The senior notes are unsecured senior general corporate obligations, and effectively rank junior to any of our existing or future secured indebtedness, which includes our credit facility. The senior notes are unconditionally guaranteed on a senior unsecured basis by each of our material, wholly-owned subsidiaries.
Credit Facility
We have a senior secured revolving credit facility (“credit facility”) with Wells Fargo Bank, N.A. as the administrative agent, which matures May 23, 2016. Our restricted subsidiaries are guarantors of the credit facility.
The borrowing base is redetermined each May 1 and November 1. The borrowing base was $330 million as of September 30, 2013, and was subsequently increased to $385 million on October 1, 2013. The next redetermination will be May 1, 2014. As of November 13, 2013, outstanding borrowing under the credit facility was $319.3 million, and the available unused portion of the borrowing base was $65.6 million.

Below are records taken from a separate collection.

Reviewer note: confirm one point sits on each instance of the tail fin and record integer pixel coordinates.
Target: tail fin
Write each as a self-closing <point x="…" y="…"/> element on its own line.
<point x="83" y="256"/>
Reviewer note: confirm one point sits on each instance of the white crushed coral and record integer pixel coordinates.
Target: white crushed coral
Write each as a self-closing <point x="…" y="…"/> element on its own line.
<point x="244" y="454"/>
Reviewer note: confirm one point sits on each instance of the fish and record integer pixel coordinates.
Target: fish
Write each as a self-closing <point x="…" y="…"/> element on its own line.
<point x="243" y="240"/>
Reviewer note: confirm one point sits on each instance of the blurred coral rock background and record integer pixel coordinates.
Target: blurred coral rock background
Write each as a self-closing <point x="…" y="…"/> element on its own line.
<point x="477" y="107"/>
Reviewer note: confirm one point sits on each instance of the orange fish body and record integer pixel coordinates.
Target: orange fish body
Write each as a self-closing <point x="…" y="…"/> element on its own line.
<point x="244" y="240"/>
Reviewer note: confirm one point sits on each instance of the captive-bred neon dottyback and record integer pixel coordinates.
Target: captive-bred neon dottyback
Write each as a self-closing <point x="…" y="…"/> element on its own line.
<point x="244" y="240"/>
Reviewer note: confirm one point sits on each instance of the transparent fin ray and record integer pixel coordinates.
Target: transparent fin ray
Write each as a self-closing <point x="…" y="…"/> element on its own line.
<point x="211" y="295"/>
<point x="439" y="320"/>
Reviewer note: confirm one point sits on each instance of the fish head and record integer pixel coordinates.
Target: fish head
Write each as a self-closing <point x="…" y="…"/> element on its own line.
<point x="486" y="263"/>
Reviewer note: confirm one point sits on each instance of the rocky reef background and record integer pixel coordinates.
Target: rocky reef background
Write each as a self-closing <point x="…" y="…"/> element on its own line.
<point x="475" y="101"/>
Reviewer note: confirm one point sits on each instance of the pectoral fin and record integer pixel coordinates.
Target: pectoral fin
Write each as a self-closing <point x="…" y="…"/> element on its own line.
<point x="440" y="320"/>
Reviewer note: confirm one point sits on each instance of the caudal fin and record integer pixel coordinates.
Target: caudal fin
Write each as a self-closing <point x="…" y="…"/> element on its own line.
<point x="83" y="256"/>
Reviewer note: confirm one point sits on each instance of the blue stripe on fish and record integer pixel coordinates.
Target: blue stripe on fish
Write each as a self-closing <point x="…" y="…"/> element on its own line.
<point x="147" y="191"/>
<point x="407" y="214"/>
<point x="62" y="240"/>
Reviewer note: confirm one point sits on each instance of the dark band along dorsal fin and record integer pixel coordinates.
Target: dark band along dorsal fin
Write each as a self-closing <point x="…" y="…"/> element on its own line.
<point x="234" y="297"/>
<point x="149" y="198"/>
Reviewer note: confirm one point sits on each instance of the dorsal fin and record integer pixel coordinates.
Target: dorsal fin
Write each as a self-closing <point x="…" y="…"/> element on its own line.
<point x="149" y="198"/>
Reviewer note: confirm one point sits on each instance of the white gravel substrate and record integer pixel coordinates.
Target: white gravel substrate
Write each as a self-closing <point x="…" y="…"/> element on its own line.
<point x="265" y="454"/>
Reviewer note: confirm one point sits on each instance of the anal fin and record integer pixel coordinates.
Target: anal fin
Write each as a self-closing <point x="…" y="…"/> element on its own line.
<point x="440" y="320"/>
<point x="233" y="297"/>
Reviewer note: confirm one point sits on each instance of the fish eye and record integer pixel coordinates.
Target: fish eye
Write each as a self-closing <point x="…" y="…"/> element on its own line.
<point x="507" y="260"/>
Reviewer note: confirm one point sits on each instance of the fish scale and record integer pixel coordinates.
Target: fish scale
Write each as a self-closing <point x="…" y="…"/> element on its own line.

Our credit facility provides for two alternative interest rate bases and margins. Eurodollar loans accrue interest generally at the one-month London Interbank Offered Rate plus a margin ranging from 2.00% to 2.75%, depending on the utilization of our borrowing base. “Reference rate” loans accrue interest at the prime rate of Wells Fargo Bank, N.A., plus a margin ranging from 1.00% to 1.75%, depending on the utilization of our borrowing base. The total rate on all loans outstanding as of September 30, 2013 under the credit facility was 2.75%, which was based primarily on the Eurodollar option.
The credit facility and the indenture governing the senior notes include covenants requiring us to maintain certain financial covenants including a current ratio, leverage ratio, and interest coverage ratio. At September 30, 2013, we were in compliance with the covenants. The terms of the credit facility also restrict our ability to make distributions and investments.
Cash flow provided by operating activities
Operating activities provided cash of $147.2 million during the nine months ended September 30, 2013 as compared to $117.9 million during the comparable period in 2012. The $29.3 million increase was attributable to an increase in the cash-based portions of our earnings in operating cash flows augmented by changes in working capital accounts. Cash-based items of net income, including revenues (exclusive of unrealized commodity gains or losses), operating expenses and taxes, general and administrative expenses, and the cash portion of our interest expense, increased approximately $19.3 million, resulting in a positive impact on cash flow. Changes in our working capital accounts provided $17.5 million of cash flows as compared to $7.5 million of cash flows provided in 2012. The changes in working capital resulted in an increase of $10.0 million in cash flow.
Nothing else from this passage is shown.